Periodic Reporting for period 1 - RUSTEE (Rust and Revolution: Understanding Social Technologies in Enlightenment Europe through metaphorology)
Reporting period: 2022-10-01 to 2024-12-31
The use of rust as a metaphor for civilisational decline is ancient, dating back to the Hebrew Bible, but flourished into a wide variety of new expressions during the eighteenth century. RUSTEE aims, first, at understanding the way in which concepts related to Time and Civilisation were crafted – and not simply "expressed" – through metaphor. It is allied with theories of metaphor which maintain that concepts are not pure abstract ideas which are then decoratively enhanced with rhetorical features drawing on the material world, but that analogies taken from the sensed world are fundamental to the development of concepts. Second, RUSTEE aims to test theories (as developed by Bruno Latour and New Materialists) which place humans together in networks with non-human "actors", and which understand agency as shared among all such actors (and not confined to the self-conscious human). It asks in what ways such networks might account for, and include, metaphors and concepts. This goes beyond simply tracing new expressions of the rust metaphor to new scientific ideas or technical innovations: it asks in turn how the metaphoric life of rust influenced interactions with material rust.
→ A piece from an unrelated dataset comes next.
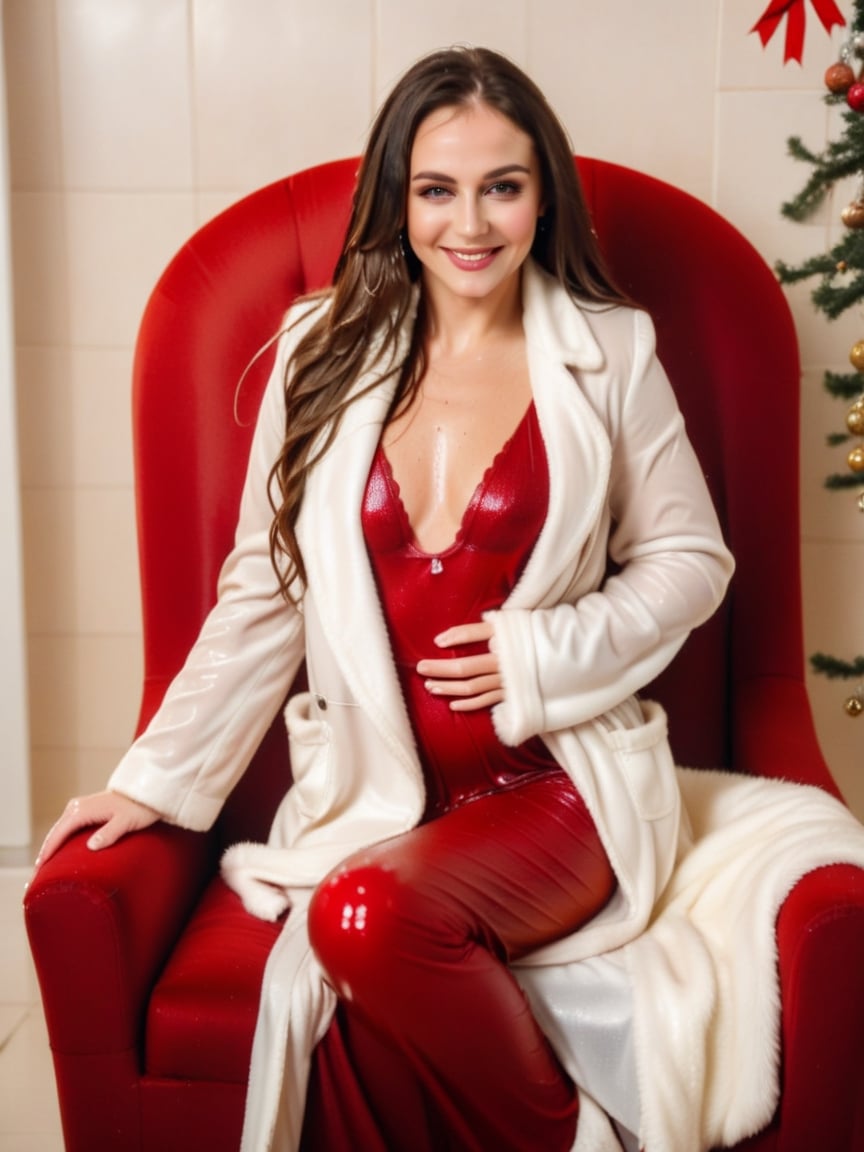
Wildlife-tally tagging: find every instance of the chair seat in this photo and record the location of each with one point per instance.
(202, 1014)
The deliverables/outputs of this research are single-authored publications, intended to form the basis of an eventual monograph (to be produced in the years after the end of the grant period).
The project has also identified the process of chemical analysis as an important metaphor for social breakdown, in the work of philosophe/anti/philosophe and revolutionary/counter-revolutionary writers. Analysis and synthesis were geometric and philosophical operations before they were chemical ones, but by the end of the eighteenth century anti-philosophes could present all manner of philosophical analyses as misguided extensions, through metaphor, of the materially destructive work of chemistry. This research has extended our understanding of how modern divisions of knowledge arose by identifying the ways in which counter-revolutionaries accused revolutionaries, and the philosophes who inspired them, of treating society like a chemist treats a compound, rather than developing a science of society itself.
In the domain of Aesthetics, the project has traced the symbolism of rust in poetry, and in writing about poetry. In the latter, “rusty” rhymes and words stand for all that is barbarous. The metaphor is initially negative but, as with attitudes to barbarism itself, this slowly begins to change: both become objects of interest, especially aesthetic interest, in their own right. At the heart of this development is a fascination with an entirely different past and the traces it leaves in the present, in catastrophe, renewal, and the energy released in violent upheavals or chemical reactions. A self-guided walking tour of Freie Universität’s “Rostlaube” or Rust-Bucket campus building and its sculpture collection has also been made freely available, addressing these aesthetic considerations in the present day. The tour introduces the reader to the aesthetic use of corrosion and decay in art and architecture. It addresses the tensions between such controlled or intended decay, and the unintended or uncontrolled decay that conservation seeks to minimise.